# le/la agradezco



## kalokairi

Hola queridos foreros:

Es que tengo una duda sobre el uso del objeto directo o indirecto con el verbo agradecer. Querría saber si en la despedida de una carta de una señora a la que le trato de usted, le tengo que escribir ´la agradezco de antemano o le agradezco de antemano´. 
De lo que entienda debe de ser le agradezco (la ayuda) de antemano, o sea que es objeto indirecto ya que la ayuda es el directo.
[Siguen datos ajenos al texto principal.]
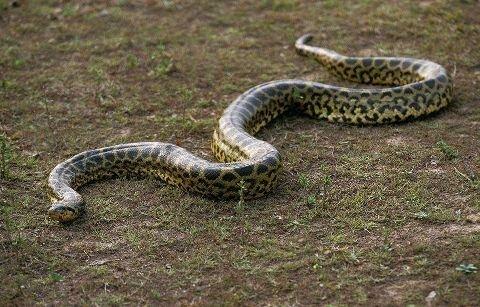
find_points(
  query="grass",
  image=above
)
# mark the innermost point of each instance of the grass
(361, 216)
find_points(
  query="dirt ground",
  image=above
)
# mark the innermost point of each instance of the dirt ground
(362, 215)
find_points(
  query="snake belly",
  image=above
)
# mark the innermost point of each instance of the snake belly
(417, 88)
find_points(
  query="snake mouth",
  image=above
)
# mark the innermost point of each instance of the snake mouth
(62, 213)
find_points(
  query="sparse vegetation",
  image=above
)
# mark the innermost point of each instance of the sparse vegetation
(362, 215)
(449, 151)
(467, 268)
(6, 156)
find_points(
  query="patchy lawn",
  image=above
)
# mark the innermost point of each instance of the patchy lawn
(376, 215)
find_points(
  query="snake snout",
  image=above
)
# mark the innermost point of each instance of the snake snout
(62, 213)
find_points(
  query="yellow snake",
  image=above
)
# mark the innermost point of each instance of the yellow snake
(418, 87)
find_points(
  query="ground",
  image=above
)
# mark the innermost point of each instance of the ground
(362, 215)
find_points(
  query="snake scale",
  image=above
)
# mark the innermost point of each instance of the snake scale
(418, 87)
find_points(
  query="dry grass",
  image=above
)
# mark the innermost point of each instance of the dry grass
(362, 214)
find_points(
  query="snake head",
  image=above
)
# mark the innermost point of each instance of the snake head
(63, 212)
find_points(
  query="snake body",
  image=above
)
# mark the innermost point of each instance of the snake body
(418, 87)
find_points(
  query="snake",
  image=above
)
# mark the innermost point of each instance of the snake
(248, 167)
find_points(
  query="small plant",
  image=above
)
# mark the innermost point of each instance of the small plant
(449, 151)
(6, 156)
(304, 181)
(467, 268)
(162, 68)
(240, 207)
(132, 61)
(421, 215)
(55, 277)
(472, 179)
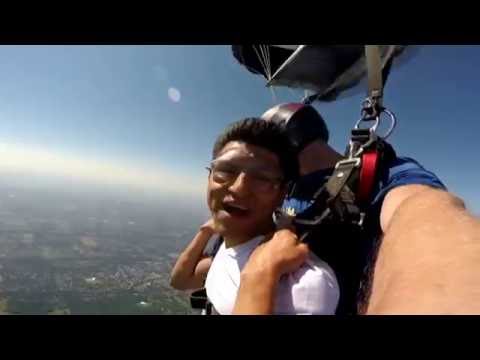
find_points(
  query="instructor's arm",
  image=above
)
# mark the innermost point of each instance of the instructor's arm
(429, 258)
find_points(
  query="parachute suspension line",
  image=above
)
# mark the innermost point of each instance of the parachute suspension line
(375, 83)
(260, 57)
(266, 57)
(267, 52)
(372, 107)
(274, 96)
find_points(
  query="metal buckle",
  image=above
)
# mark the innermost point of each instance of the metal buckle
(355, 161)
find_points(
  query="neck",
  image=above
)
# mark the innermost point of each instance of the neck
(235, 240)
(317, 156)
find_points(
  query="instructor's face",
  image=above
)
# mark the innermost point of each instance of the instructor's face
(244, 188)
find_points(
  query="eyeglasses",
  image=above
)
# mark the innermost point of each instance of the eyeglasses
(259, 180)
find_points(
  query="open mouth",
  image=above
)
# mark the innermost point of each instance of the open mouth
(235, 210)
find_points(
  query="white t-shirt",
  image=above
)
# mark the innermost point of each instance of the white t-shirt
(312, 289)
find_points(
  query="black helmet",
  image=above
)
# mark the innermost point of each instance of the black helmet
(302, 122)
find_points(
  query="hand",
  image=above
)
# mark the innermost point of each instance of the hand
(209, 226)
(280, 255)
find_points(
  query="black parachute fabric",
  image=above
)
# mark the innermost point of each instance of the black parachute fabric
(330, 71)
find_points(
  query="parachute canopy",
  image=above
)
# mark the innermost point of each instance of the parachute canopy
(327, 70)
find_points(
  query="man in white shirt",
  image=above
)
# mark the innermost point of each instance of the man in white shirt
(251, 168)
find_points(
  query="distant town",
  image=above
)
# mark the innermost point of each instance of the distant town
(61, 254)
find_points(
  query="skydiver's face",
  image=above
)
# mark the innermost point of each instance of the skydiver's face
(244, 188)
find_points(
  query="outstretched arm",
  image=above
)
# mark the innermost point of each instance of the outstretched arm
(191, 268)
(429, 258)
(428, 261)
(260, 276)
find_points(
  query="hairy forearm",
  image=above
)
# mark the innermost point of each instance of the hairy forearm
(183, 273)
(429, 259)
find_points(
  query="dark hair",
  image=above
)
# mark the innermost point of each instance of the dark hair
(265, 134)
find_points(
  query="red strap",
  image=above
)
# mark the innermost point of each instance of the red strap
(367, 175)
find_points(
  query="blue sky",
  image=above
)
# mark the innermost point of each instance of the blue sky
(148, 115)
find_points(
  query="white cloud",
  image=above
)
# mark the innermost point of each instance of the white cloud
(174, 94)
(44, 162)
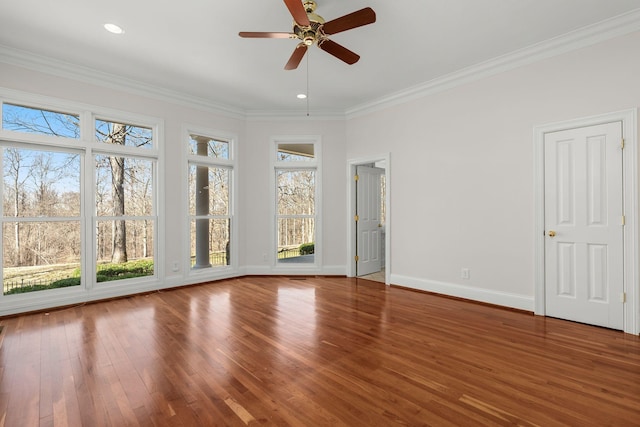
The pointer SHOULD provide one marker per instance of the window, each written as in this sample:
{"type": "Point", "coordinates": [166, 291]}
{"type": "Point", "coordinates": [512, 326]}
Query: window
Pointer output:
{"type": "Point", "coordinates": [75, 212]}
{"type": "Point", "coordinates": [296, 202]}
{"type": "Point", "coordinates": [210, 176]}
{"type": "Point", "coordinates": [41, 225]}
{"type": "Point", "coordinates": [20, 118]}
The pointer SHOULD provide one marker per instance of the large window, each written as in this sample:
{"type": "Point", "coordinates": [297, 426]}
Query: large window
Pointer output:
{"type": "Point", "coordinates": [78, 206]}
{"type": "Point", "coordinates": [296, 202]}
{"type": "Point", "coordinates": [210, 181]}
{"type": "Point", "coordinates": [41, 227]}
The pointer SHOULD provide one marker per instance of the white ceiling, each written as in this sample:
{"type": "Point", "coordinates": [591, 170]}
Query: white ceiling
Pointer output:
{"type": "Point", "coordinates": [192, 48]}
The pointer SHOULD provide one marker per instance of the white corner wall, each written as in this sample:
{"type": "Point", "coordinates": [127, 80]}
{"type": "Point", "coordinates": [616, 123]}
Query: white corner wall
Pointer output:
{"type": "Point", "coordinates": [462, 192]}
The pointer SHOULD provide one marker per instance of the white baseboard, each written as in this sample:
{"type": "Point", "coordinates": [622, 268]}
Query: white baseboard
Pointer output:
{"type": "Point", "coordinates": [521, 302]}
{"type": "Point", "coordinates": [297, 270]}
{"type": "Point", "coordinates": [50, 299]}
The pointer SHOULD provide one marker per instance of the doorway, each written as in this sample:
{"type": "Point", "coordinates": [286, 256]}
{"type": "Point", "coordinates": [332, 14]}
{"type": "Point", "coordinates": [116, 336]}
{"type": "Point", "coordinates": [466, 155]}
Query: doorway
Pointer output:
{"type": "Point", "coordinates": [586, 216]}
{"type": "Point", "coordinates": [368, 219]}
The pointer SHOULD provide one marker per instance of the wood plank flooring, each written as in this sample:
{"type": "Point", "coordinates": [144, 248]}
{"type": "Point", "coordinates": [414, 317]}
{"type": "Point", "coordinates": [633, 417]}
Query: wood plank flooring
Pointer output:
{"type": "Point", "coordinates": [313, 352]}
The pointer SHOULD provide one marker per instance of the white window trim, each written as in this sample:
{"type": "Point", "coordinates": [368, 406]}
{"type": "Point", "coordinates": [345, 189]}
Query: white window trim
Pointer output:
{"type": "Point", "coordinates": [275, 165]}
{"type": "Point", "coordinates": [87, 147]}
{"type": "Point", "coordinates": [199, 275]}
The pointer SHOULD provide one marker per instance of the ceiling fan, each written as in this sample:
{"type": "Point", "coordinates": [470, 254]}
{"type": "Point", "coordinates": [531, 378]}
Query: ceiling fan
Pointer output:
{"type": "Point", "coordinates": [311, 28]}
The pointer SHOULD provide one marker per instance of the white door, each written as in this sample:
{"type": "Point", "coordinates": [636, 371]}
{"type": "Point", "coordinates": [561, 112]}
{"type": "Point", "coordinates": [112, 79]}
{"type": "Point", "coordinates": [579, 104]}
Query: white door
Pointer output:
{"type": "Point", "coordinates": [584, 225]}
{"type": "Point", "coordinates": [368, 224]}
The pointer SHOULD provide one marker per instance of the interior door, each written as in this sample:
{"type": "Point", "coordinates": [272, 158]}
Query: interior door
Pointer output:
{"type": "Point", "coordinates": [584, 225]}
{"type": "Point", "coordinates": [368, 226]}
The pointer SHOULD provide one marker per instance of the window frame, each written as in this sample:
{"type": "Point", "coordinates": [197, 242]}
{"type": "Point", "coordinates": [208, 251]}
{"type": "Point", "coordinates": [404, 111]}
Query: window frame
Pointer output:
{"type": "Point", "coordinates": [229, 164]}
{"type": "Point", "coordinates": [87, 147]}
{"type": "Point", "coordinates": [277, 165]}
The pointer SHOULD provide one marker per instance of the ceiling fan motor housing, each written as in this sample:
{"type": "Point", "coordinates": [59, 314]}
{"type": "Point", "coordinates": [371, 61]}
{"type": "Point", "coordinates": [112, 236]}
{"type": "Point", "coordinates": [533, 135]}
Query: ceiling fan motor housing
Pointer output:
{"type": "Point", "coordinates": [309, 35]}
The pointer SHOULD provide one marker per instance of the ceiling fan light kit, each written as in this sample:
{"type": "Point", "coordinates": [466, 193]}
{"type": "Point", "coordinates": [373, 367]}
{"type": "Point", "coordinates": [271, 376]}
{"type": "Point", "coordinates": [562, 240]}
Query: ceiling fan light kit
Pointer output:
{"type": "Point", "coordinates": [311, 28]}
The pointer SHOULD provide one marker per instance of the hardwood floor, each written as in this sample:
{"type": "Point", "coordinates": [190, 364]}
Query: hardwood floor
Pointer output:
{"type": "Point", "coordinates": [314, 352]}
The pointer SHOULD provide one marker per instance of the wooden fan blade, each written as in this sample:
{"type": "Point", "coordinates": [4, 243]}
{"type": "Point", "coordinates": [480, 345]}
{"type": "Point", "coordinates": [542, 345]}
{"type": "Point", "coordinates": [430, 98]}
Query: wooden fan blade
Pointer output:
{"type": "Point", "coordinates": [339, 51]}
{"type": "Point", "coordinates": [297, 11]}
{"type": "Point", "coordinates": [353, 20]}
{"type": "Point", "coordinates": [296, 57]}
{"type": "Point", "coordinates": [266, 35]}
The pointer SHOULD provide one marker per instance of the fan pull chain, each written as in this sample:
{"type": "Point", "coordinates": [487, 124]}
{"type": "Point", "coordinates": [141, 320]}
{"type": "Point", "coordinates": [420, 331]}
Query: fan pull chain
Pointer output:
{"type": "Point", "coordinates": [308, 54]}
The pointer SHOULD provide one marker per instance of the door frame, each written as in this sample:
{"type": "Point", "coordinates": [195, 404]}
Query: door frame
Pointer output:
{"type": "Point", "coordinates": [351, 211]}
{"type": "Point", "coordinates": [630, 194]}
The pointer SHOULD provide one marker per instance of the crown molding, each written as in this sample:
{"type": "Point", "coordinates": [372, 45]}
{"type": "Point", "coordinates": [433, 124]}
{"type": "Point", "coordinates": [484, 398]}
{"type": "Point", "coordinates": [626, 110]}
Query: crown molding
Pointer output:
{"type": "Point", "coordinates": [294, 115]}
{"type": "Point", "coordinates": [48, 65]}
{"type": "Point", "coordinates": [583, 37]}
{"type": "Point", "coordinates": [605, 30]}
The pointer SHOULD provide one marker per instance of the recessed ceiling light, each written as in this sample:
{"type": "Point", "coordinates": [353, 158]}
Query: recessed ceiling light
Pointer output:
{"type": "Point", "coordinates": [113, 28]}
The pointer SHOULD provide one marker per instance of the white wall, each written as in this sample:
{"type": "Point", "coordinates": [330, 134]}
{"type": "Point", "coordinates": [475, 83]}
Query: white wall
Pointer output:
{"type": "Point", "coordinates": [462, 185]}
{"type": "Point", "coordinates": [462, 180]}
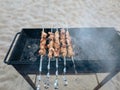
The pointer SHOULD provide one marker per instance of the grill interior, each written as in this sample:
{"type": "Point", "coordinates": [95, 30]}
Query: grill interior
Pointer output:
{"type": "Point", "coordinates": [96, 50]}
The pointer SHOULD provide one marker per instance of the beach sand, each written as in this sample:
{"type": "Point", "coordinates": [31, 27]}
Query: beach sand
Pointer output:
{"type": "Point", "coordinates": [18, 14]}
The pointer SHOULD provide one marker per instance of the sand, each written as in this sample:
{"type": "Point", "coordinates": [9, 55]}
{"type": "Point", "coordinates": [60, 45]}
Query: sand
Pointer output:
{"type": "Point", "coordinates": [18, 14]}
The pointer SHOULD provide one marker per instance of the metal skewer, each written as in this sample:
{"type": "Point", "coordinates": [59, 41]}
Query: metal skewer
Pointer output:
{"type": "Point", "coordinates": [47, 83]}
{"type": "Point", "coordinates": [56, 73]}
{"type": "Point", "coordinates": [64, 71]}
{"type": "Point", "coordinates": [74, 65]}
{"type": "Point", "coordinates": [56, 80]}
{"type": "Point", "coordinates": [40, 70]}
Me lo podéis confirmar por favor?


----------



## jaramos

Sin dudar, "le agradezco la ayuda". Y si se pronominalizan los dos sustantivos o sintagmas nominales, "se la agradezco".


----------



## cbrena

¡Uy! me surgió una duda que no me dejará dormir hoy. Por favor, confirmadme que puedo decir "se lo agradezco".

_Le agradezco la ayuda._
_Se lo agradezco._

Tanto si el agradecimiento va dirigido a un hombre como a una mujer.


----------



## Namarne

¿_Se lo agradezco_? Claro, por qué no: se (a usted, OI); lo (eso, OD).  
Bueno, si ha de sustituir exactamente a "la ayuda", sería _se la agradezco_. ¿No?


----------



## elnickestalibre

kalokairi said:


> Hola queridos foreros:
> 
> Es que tengo una duda sobre el uso del objeto directo o indirecto con el verbo agradecer. Querría saber si en la despedida de una carta de una señora a la que le trato de usted, le tengo que escribir ´la agradezco de antemano o le agradezco de antemano´.
> De lo que entienda debe de ser le agradezco (la ayuda) de antemano, o sea que es objeto indirecto ya que la ayuda es el directo.
> 
> Me lo podéis confirmar por favor?


 


Según una norma-truco que acabo de idear (la cual puedes encontrar en mi último mensaje de aquí: http://forum.wordreference.com/showthread.php?t=1943441&page=3  ), lo correcto es:

Le agradezco de antemano --> le agradezco (a ella, indirecto, "le") de antemano.

Si dijésemos: la agradezco (ella) de antemano --> no tendría sentido alguno.


----------



## cbrena

Namarne said:


> ¿_Se lo agradezco_? Claro, por qué no: se (a usted, OI); lo (eso, OD).
> Bueno, si ha de sustituir exactamente a "la ayuda", sería _se la agradezco_. ¿No?


 
Esa es precisamente mi duda, el _se la gradezco_ me suena a que le estoy dando los agradecimientos a la _ayuda_ en vez de a la señora. ¿No?


----------



## kalokairi

Pues, les agradezco a todos o os lo agradezco o os la agradezco, si me refierro a la ayuda. ¡Me ha quedado muy claro!


----------



## elnickestalibre

cbrena said:


> Esa es precisamente mi duda, el _se la gradezco_ me suena a que le estoy dando los agradecimientos a la _ayuda_ en vez de a la señora. ¿No?


 
Basándome en mi técnica es muy sencillo:

Le agradezco (a ella, indirecto, la ayuda) de antemano.


----------



## cbrena

kalokairi said:


> Pues, les agradezco a todos o os lo agradezco o os la agradezco, si me refierro a la ayuda. ¡Me ha quedado muy claro!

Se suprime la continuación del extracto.